NEW DELHI: ”Today what is absolutely clear is that the Congresss' organisational structure is no match to the BJP-RSS organisational structure. They are able to turn out the vote and pull in the vote much stronger,” former Finance Minister and Congress leader P.Chidambaram just said in Kolkata.

What he did not say perhaps directly, but clearly implied, that the Congress is being swallowed up by the BJP in the states, not just where it was in power but also where it is in the Opposition.

It is no secret that since Prime Minister Narendra Modi moved to the national scene, the BJP attack has shifted almost entirely to the Congress as its principal foe in the states. Three years after he won the elections, the PM can sit back with a sense of satisfaction at having achieved the marginalisation of the Congress, faster than perhaps even he and his colleagues had anticipated. There is no organisation, as Chidambaram put it, to put up even a first hurdle to check the BJPs march forward.

In Tripura and Kerala, the BJP is working hard to emerge as the main Opposition to currently the Left front in power. The simmering violence in both states, erupting every now and again, is part of the strategy to occupy the Opposition slot as that always makes it easier to climb directly into the top posts. In Tripura, however, there is resistance from the Trinamool Congress that had enetered the state with similar ambitions, with the cadres of both the TMC and the BJP clashing yet again just five days ago in a series of such ‘encounters’ in what was earlier a peaceful state, focusing on development and amity.

That the Congress is in, to put it mildly, a dishevelled state is clear from these recent Assembly elections. It won in three states, and lost two almost immediately as it does not have an organisation, a leadership and hence no strategy to ensure that it made up the numbers necessary to form the government in Goa and Manipur. It basically floundered, did not even stake claim, and left the road open for the BJP to walk in with the help of its Governors.

In the North East the BJP is gaining ground steadily, at the expense of the Congress party. Manipur and Assam are a case in point. As a senior BJP Minister told reporters recently, “we find it easier to take on the Congress in the states as it barely offers a fight.” Unlike some of the regional parties, and even Aam Aadmi Party that was seen by the Minister as a bigger challenge than the Congress earlier, before it lost Goa and Punjab.
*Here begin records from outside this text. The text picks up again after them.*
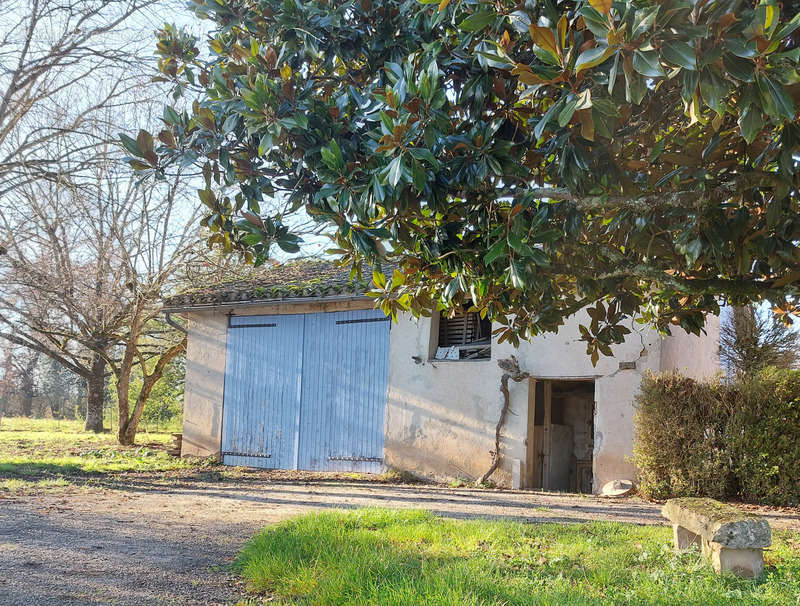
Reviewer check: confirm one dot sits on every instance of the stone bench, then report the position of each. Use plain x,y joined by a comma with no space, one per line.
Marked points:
731,539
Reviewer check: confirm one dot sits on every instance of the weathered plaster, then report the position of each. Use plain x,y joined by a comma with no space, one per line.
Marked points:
441,415
696,357
205,377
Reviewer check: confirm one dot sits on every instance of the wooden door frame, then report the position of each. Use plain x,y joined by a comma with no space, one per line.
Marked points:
531,480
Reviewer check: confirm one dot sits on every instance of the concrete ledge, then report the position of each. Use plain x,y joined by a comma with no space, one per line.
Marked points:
732,540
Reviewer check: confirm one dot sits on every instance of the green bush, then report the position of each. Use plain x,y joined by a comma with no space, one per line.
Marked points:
764,435
720,440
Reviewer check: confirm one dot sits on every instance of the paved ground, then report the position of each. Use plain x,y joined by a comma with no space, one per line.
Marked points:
150,543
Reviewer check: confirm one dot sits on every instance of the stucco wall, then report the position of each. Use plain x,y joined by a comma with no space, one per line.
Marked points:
696,357
441,415
205,367
205,377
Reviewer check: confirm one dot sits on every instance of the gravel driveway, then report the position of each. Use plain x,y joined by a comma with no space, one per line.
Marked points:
146,542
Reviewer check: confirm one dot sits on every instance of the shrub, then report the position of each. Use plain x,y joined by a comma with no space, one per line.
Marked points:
764,435
720,440
680,442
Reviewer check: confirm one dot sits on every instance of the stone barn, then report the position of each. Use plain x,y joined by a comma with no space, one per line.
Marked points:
294,369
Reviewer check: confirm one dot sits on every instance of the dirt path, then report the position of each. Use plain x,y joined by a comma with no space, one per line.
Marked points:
145,543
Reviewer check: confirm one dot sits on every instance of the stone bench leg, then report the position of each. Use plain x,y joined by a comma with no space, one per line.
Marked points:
684,538
747,563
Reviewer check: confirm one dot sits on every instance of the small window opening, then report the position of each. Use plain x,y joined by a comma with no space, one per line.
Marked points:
464,336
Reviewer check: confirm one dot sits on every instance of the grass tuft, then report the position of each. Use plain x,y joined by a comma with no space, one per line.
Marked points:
416,558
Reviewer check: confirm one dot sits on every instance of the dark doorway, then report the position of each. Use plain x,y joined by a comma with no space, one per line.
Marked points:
560,437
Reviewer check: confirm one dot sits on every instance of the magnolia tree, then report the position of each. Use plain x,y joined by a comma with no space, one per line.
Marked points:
628,158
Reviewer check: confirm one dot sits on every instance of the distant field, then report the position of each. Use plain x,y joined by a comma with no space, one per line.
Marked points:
40,454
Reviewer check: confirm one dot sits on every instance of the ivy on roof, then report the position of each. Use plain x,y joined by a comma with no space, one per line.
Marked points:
297,279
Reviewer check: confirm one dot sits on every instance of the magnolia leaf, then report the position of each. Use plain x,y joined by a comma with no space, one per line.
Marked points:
679,53
395,171
592,57
563,24
497,250
601,6
784,104
545,39
644,20
646,63
477,22
751,123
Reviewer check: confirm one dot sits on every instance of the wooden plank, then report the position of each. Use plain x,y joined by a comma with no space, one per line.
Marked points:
548,434
531,477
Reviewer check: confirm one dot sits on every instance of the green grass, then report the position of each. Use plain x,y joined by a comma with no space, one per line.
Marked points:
38,454
415,558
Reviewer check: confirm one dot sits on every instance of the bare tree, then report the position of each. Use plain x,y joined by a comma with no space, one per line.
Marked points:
752,338
19,380
63,63
85,269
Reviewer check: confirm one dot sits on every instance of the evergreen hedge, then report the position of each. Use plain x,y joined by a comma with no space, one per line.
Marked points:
725,441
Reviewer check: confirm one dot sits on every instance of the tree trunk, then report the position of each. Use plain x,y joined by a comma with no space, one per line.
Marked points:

The Congress is in power in Punjab largely because of the peoples anger with the Akali Dal that is in alliance with the BJP, and Amarinder Singh’s own grasp on the state. The ‘Captain’ was able to steer the party and give it a direction lacking say, in UP where the Congress remained a bystander to its own leader Rahul Gandhi’s road shows.

In UP the entire party organisation was in shambles. It did not exist, with the candidates being left alone to manage what they could. Local UP leaders had not even been brought out into the field, with Prashant Kishor, Priyanka Gandhi determining what they thought was strategy that centred around Rahul Gandhi and the Alliance per se. A party that has no presence on the ground in UP wranged for over 100 seats, insisting on this even though in 13 Assembly segements it had to ‘borrow’ candidates from the Samajwadi party.

The Congress is shell shocked, but has reacted again in a predictable fashion. There has been no stock taking, no attempt to evolve a strategy with just two years in hand before the Lok Sabha polls. Rahul Gandhi has left for the US, UP Congress leaders are now hedging their bets, and what passes for the central leadership has dissolved into fragments, with every individual leader giving his own analysis of the results. To the point where a Mani Shankar Aiyar is countered in the public space, with an article by another Congress leader and so on and so forth.

BJP President Amit Shah has declared that he will be now looking at the states where the BJP does not have seats. And this of course includes Kerala, Tripura, Tamil Nadu etc. Not to mention states like Karnataka where the BJP is snapping at the heels of the Congress party in a concerted bid to win the next Assembly elections.

Congress and Opposition leaders spoken to offered and agreed to some extent on the following five measures that the Congress party needs to take almost immediately to save itself from the BJP:

1. Appoint a presidium of five (no more) working presidents, all of equal status divide India amongst them with a time frame of doables in each state; they should be advisors and implementers equal to any one from the so called First Family;

2. Appoint two dynamic young central leaders to revive a cadre based Sewa Dal and Youth Congress focusing on the Hindi states to begin with;

3. Use the Presidium and others to revive the Congress in UP, Madhya Pradesh, Chhatisgarh, Bihar, Jharkhand as a first go by forming cohesive organisations, party state presidents who are dynamic and young etc.

4. Focus also on the states going in for elections, starting with Gujarat and revamping the party leadership and Karnakata where the Congress in power is losing ground rapidly;

5. Connect with students and the new young leadership across the country.